Menu

Basis

Bewogen en betrokken

1 april: landelijke pastorale dag in Gouda

Een wandelaar op pad

De zesde landelijke pastorale dag op zaterdag 1 april aanstaande heeft als thema ‘Bewogen en betrokken, pastoraat met hart en handen’. Dat thema wordt in lezingen en workshops uitgewerkt. Deelnemers aan de dag kunnen kiezen uit dertig lezingen en/of workshops. Het Ouderlingenblad licht er hier drie uit.

Pastor Marinus van den Berg, ruim veertig jaar werkzaam geweest als geestelijk verzorger in de gezondheidszorg en nog volop actief met lezingen in het hele land, spreekt op de pastorale dag over eenzaamheid. Dat is nog niet zo eenvoudig en niet eenduidig, zegt hij. ‘Er is een spreken dat stigmatiseert; eenzaam zijn is “zielig”. Maar eenzaamheid is niet altijd ongewenst en soms zelfs noodzakelijk. Is eenzaamheid eigenlijk wel een goed woord? En wordt het niet te veel aan ouderen gekoppeld? Het eenzaamheidsrisico neemt bij het ouder worden zeker toe, maar er is net zo veel eenzaamheid onder jongere mensen. Als het gaat om het percentage mensen dat zich eenzaam voelt, zijn er cijfers om van te schrikken. Maar het betreft dus niet alleen ouderen en ook niet alleen mensen in grote steden.’

Aan de binnenkant

Van den Berg is ambivalent over eenzaamheid. Ook over de initiatieven tegen eenzaamheid in ‘zijn’ stad Rotterdam nadat iemand gevonden was die lang dood in huis had gelegen terwijl niemand het had gemerkt. ‘Iets doen tegen eenzaamheid klinkt natuurlijk positief, maar om wie en om wat gaat het precies? Er wordt van uitgegaan dat ieder mens aandacht wil, zonder dat duidelijk is wat aandacht precies inhoudt. Er zijn mensen met ernstige psychische aandoeningen die door hun ziekte geen andere mensen kunnen verdragen. Onvermijdelijke eenzaamheid noem ik dat. Zij zullen je niet binnenlaten als je aan de deur klopt. Hoe kun je omzien naar deze mensen? Of naar mensen met bijvoorbeeld ALS die het spraakvermogen kwijt zijn en met wie je bijna niet meer kunt communiceren. Durven we het aan om naar hen toe te gaan? De meeste eenzaamheid zit aan de binnenkant, onzichtbaar voor anderen. Zo is er veel eenzaamheid waar mensen niet in hun eigenheid worden aanvaard of waar mensen lijden aan taboeziektes zoals depressie. Het is net als bij een thema als “voltooid leven”, er kunnen drama’s achter schuil gaan.’

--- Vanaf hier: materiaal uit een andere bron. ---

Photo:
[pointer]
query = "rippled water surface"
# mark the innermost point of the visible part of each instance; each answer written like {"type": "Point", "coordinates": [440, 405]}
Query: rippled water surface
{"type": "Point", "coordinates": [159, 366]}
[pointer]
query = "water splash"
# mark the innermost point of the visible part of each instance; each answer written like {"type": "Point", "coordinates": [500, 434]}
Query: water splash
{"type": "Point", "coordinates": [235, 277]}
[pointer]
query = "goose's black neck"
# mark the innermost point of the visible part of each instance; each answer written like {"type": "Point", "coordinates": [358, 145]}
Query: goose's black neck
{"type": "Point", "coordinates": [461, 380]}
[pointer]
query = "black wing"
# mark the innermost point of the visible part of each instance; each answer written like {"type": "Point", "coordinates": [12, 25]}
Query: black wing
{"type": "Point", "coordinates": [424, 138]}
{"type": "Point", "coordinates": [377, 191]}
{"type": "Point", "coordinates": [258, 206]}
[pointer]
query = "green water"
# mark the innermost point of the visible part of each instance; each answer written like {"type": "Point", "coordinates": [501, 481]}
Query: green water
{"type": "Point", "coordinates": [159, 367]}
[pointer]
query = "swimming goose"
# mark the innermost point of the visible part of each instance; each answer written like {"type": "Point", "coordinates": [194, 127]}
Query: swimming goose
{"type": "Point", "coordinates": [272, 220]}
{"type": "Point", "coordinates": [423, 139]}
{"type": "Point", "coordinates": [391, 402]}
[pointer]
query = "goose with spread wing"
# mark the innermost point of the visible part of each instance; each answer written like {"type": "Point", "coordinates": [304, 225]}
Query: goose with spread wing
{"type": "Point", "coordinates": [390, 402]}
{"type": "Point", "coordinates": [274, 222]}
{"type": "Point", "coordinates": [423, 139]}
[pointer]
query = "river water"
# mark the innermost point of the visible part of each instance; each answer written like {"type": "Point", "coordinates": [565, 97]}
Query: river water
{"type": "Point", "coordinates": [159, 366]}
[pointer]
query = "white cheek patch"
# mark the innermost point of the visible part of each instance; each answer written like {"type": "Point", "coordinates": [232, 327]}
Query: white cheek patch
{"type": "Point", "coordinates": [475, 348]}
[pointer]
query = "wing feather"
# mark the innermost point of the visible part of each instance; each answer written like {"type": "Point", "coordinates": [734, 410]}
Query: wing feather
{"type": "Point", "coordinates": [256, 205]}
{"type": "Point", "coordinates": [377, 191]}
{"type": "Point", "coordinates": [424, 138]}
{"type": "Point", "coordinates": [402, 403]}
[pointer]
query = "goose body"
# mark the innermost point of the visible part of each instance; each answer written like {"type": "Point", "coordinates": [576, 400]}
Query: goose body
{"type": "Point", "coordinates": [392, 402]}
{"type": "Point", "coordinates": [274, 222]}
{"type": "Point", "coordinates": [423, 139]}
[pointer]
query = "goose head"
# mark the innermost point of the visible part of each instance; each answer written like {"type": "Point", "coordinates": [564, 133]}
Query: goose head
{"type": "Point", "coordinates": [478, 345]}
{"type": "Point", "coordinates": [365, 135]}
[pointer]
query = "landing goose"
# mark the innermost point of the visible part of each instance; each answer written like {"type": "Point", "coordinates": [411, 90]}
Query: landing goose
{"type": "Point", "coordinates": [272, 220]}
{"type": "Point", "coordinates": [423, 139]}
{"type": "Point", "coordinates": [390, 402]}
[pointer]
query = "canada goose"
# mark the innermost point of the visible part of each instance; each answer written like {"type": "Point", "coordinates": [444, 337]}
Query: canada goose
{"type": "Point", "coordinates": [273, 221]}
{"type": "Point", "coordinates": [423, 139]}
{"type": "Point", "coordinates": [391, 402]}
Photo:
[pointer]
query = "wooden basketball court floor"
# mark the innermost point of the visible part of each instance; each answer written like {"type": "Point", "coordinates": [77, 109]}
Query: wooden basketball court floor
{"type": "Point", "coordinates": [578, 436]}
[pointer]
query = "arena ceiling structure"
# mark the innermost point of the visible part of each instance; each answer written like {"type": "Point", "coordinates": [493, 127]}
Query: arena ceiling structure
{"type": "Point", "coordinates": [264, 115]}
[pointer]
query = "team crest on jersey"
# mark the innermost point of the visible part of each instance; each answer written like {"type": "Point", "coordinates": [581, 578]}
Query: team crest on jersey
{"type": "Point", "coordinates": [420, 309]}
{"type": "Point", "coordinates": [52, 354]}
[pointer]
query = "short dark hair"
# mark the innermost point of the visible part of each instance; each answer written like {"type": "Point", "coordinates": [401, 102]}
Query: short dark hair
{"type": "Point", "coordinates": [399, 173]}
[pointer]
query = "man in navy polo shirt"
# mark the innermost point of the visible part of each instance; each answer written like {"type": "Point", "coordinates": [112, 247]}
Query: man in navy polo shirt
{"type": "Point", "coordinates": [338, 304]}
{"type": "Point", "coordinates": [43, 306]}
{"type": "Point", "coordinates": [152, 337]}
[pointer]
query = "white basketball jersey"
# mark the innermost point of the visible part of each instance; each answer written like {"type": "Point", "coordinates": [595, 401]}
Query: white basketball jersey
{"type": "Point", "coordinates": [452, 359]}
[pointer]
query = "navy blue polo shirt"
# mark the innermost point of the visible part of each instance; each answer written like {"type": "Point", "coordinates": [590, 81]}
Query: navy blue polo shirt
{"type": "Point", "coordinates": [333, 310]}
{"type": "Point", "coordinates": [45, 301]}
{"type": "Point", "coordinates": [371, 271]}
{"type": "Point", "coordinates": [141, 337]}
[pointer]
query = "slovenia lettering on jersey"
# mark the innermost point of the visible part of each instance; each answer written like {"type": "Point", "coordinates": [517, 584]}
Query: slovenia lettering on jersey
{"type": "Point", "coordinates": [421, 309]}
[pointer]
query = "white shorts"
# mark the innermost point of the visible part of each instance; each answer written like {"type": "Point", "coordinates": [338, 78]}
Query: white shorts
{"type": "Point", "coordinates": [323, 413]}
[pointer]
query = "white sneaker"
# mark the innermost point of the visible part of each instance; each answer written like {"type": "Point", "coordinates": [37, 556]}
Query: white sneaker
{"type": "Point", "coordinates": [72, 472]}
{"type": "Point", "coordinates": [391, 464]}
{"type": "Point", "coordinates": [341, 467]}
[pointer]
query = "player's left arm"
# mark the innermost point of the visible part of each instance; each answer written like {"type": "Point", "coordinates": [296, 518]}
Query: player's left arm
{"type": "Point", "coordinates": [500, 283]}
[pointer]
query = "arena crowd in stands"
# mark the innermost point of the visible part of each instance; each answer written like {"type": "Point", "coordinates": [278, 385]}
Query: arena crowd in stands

De meeste eenzaamheid zit aan de binnenkant

Antenne

Eenzaamheid is dus complex: waar hebben we het precies over? Van den Berg wil daarover nadenken, de kussens opschudden zoals hij zelf zegt, aan het denken zetten. ‘Ik wil het graag hebben over de be-tekenis van eenzaamheid. We zijn te gauw geneigd om te denken in termen van oplossingen. Wat dat betreft doen we in ons land ontzettend veel tegen eenzaamheid. En dat is ook goed. Kerken betekenen vaak veel als het gaat om het bestrijden van eenzaamheid.’

In de workshop op de pastorale dag zal Van den Berg deelnemers laten vertellen van wat ze zoal doen tegen eenzaamheid. ‘Deelnemers kunnen elkaar tips geven. Ik wil daar graag verdieping in brengen. Maar het begint met een antenne voor vooral die onzichtbare eenzaamheid, gaan zien hoe iemand je een sleutel aanreikt en nodigt om binnen te komen en te luisteren. Daar gaan we het ook over hebben.’ Dat luisteren vindt Van den Berg uiterst belangrijk. ‘Iedereen heeft tegenwoordig over alles een mening en ventileert deze, vaak al voordat ze weten waar ze het over hebben. Ook over voltooid leven bijvoorbeeld. Ik vind dat we oordeel-loos naar mensen moeten luisteren. Ik had daar zelf ook wat in te leren. Onlangs heb ik twee maanden opgetrokken met een man die besloten had dat zijn leven voltooid was. Die keus had hij al gemaakt voor ik met hem in contact kwam. Ik dacht in het begin dat ik hem graag op andere gedachten had willen brengen. Maar in de tijd die ik met hem doorbracht ben ik daar anders over gaan denken. Ik ben meer gaan zien.’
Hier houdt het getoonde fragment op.